On the most basic level, most (not all) LCDs change the polarization state of light passing through a layer of liquid crystal material. The geometry of that layer is controlled by a competition between boundary conditions and an applied electric field. Usually, for this type of LCD, nematic liquid crystals are used with special coatings applied to the rear and front substrates. The coatings serve to create the boundary conditions and to apply the required electric field. On the outside of the LCD cell, optical films (including polarizer films) are attached. They translate the change in polarization of the light into a bright and dark contrast. The display structure gets assembled in such a way that zero applied field gives one extreme brightness state and fully applied field results in the other extreme. An intermediate field creates an intermediate brightness level.
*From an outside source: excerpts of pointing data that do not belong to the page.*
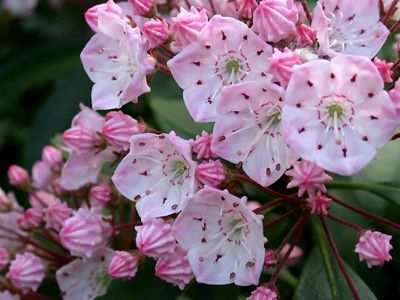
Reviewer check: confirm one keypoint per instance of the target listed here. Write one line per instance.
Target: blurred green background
(41, 84)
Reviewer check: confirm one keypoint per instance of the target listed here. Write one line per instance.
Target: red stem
(339, 259)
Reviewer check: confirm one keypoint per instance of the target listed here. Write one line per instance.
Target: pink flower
(202, 146)
(275, 20)
(385, 69)
(124, 265)
(118, 128)
(158, 173)
(84, 233)
(226, 52)
(92, 14)
(141, 7)
(210, 173)
(187, 25)
(308, 177)
(337, 113)
(282, 64)
(154, 238)
(349, 27)
(156, 32)
(246, 8)
(263, 293)
(306, 36)
(174, 268)
(373, 247)
(4, 258)
(116, 60)
(26, 272)
(18, 176)
(223, 237)
(248, 130)
(56, 214)
(319, 204)
(85, 278)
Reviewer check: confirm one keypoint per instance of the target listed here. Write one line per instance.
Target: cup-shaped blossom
(118, 128)
(84, 234)
(226, 52)
(308, 177)
(349, 27)
(156, 32)
(116, 60)
(18, 176)
(158, 173)
(223, 237)
(155, 238)
(248, 130)
(26, 272)
(210, 172)
(337, 113)
(175, 268)
(263, 293)
(187, 25)
(123, 265)
(373, 247)
(56, 214)
(275, 20)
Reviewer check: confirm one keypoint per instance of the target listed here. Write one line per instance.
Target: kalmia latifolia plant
(297, 96)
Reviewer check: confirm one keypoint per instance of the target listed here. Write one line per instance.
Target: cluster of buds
(292, 94)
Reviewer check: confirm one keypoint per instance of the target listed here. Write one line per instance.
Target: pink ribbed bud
(26, 272)
(282, 65)
(187, 25)
(52, 156)
(118, 128)
(270, 259)
(319, 204)
(275, 20)
(306, 36)
(56, 214)
(80, 139)
(156, 32)
(202, 146)
(101, 193)
(5, 202)
(4, 258)
(124, 265)
(263, 293)
(92, 14)
(154, 238)
(174, 268)
(84, 233)
(373, 247)
(141, 7)
(210, 173)
(33, 217)
(385, 69)
(246, 8)
(18, 176)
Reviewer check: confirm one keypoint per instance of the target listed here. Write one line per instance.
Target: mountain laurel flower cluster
(299, 98)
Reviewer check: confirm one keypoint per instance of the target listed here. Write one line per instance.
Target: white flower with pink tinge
(248, 130)
(175, 268)
(26, 272)
(85, 279)
(308, 177)
(349, 27)
(373, 247)
(158, 173)
(116, 60)
(337, 113)
(226, 52)
(223, 237)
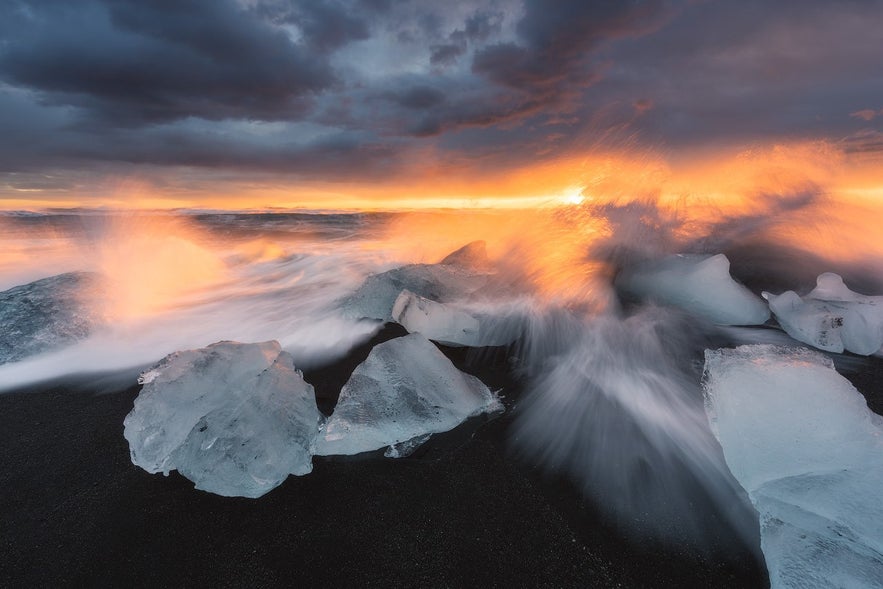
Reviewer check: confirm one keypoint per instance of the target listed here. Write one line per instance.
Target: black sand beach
(463, 512)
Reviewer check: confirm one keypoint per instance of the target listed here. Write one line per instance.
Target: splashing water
(612, 391)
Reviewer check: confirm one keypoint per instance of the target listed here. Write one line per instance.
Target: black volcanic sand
(462, 512)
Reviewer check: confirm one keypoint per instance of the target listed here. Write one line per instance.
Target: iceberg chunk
(46, 314)
(406, 388)
(437, 321)
(831, 317)
(803, 443)
(697, 284)
(236, 419)
(460, 274)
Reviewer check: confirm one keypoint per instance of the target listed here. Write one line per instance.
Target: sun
(572, 196)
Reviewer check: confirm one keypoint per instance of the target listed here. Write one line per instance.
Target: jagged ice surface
(458, 275)
(46, 314)
(437, 321)
(236, 419)
(831, 317)
(805, 446)
(699, 285)
(405, 389)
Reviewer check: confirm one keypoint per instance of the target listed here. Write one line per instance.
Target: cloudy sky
(193, 98)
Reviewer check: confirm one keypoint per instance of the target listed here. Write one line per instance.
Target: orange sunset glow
(477, 293)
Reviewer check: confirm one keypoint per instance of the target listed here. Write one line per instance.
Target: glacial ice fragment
(697, 284)
(436, 321)
(831, 317)
(405, 388)
(460, 274)
(803, 443)
(236, 419)
(47, 314)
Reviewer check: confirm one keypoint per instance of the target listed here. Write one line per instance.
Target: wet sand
(463, 512)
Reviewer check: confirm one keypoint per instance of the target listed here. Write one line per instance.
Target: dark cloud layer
(339, 88)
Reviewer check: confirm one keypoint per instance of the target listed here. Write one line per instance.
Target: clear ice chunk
(831, 317)
(437, 321)
(47, 314)
(460, 274)
(236, 419)
(699, 285)
(803, 443)
(405, 388)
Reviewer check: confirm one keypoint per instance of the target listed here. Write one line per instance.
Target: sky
(321, 103)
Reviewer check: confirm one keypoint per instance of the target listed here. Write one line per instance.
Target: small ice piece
(803, 443)
(812, 322)
(457, 276)
(406, 448)
(236, 419)
(47, 314)
(831, 317)
(405, 388)
(700, 285)
(437, 321)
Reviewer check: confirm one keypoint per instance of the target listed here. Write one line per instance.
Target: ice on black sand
(700, 285)
(831, 317)
(405, 389)
(236, 419)
(803, 443)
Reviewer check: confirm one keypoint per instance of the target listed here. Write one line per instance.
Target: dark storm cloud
(324, 25)
(353, 86)
(132, 62)
(749, 71)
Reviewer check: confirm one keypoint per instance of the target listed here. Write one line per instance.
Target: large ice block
(699, 285)
(437, 321)
(460, 274)
(234, 418)
(406, 388)
(803, 443)
(831, 317)
(47, 314)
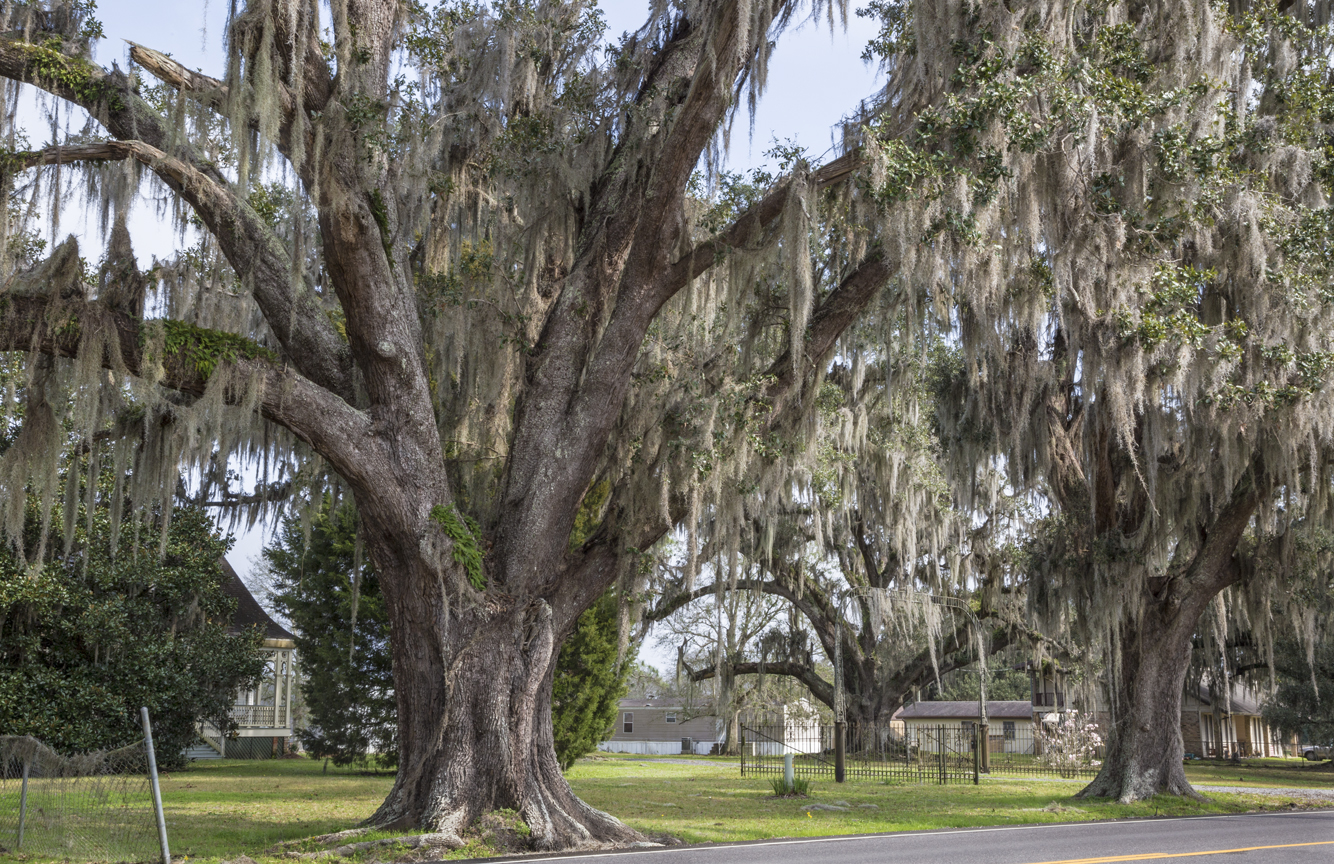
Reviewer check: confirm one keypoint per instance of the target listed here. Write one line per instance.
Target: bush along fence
(94, 807)
(1067, 747)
The most common materials used to impose boundary conditions are called polyimides. A solution (or a precursor) of a polyimide is deposited on the substrates and cured. The type of polyimide and the type of liquid crystal define what angle the liquid crystal molecules will assume at the contact point between the polyimide and the liquid crystal. If the materials are ‘similar’, the LC molecules lay flat. If they are dissimilar (like oil and water), the LC molecules stand upright. ‘Molecular engineering’ is used to achieve the ideal angle for the application, which is different for different kind of displays. In order to define the direction of alignment, the polyimide surface is uni-directionally rubbed or brushed. LC molecules align parallel to that rubbing direction. If the angle and rubbing direction do not match on the two alignment surfaces, the liquid crystal alignment is elastically deformed. The nematic LC molecules want to be parallel to each other, but if the rubbing direction on either surface is orthogonal, the LC molecules are forced to twist very slightly from molecule to molecule until across the entire layer the direction has turned by 90°. There are three principal modes of deformation possible in a nematic liquid crystal. Each has its own elastic constant (spring constant). Some deformation may require more or less force, depending on the molecular structure of the liquid crystal. The three principal deformations are called ‘splay’, ‘bend’, and ‘twist’.

The most common way to apply a force to deform the liquid crystal structure is applying an electric field (magnetic would also work) across the liquid crystal layer or parallel to the liquid crystal layer. In order to apply the field, it is necessary to have a transparent conductor so that the effect of the liquid crystal on light can be observed. Indium-Tin-Oxide is such a conductor.

LCD manufacturers either buy ITO coated glass, or do the ITO coating as part of the manufacturing process. The ITO layer gets defined into shapes and patterns as needed by photolithography. The shapes and patterns of the two ITO layers (front and back) define the pixels and icons on the display.

In an applied field, the liquid crystal molecules want to align with respect to the field in such a way that the energy is minimized. If the field is strong enough, the molecular order imposed by the boundary conditions is overcome and the field determines the alignment of the molecules. If the field is weaker, the structure is deformed by the field. In either case, when the field is removed, the effect of the boundary conditions takes over and the liquid crystal alignment returns to the state before field application. It behaves like a spring that gets deformed when a force is applied, then returns to its original shape when the force is removed.

In summary, the combined structure acts as an electrically tunable shutter that lets more or less light pass through.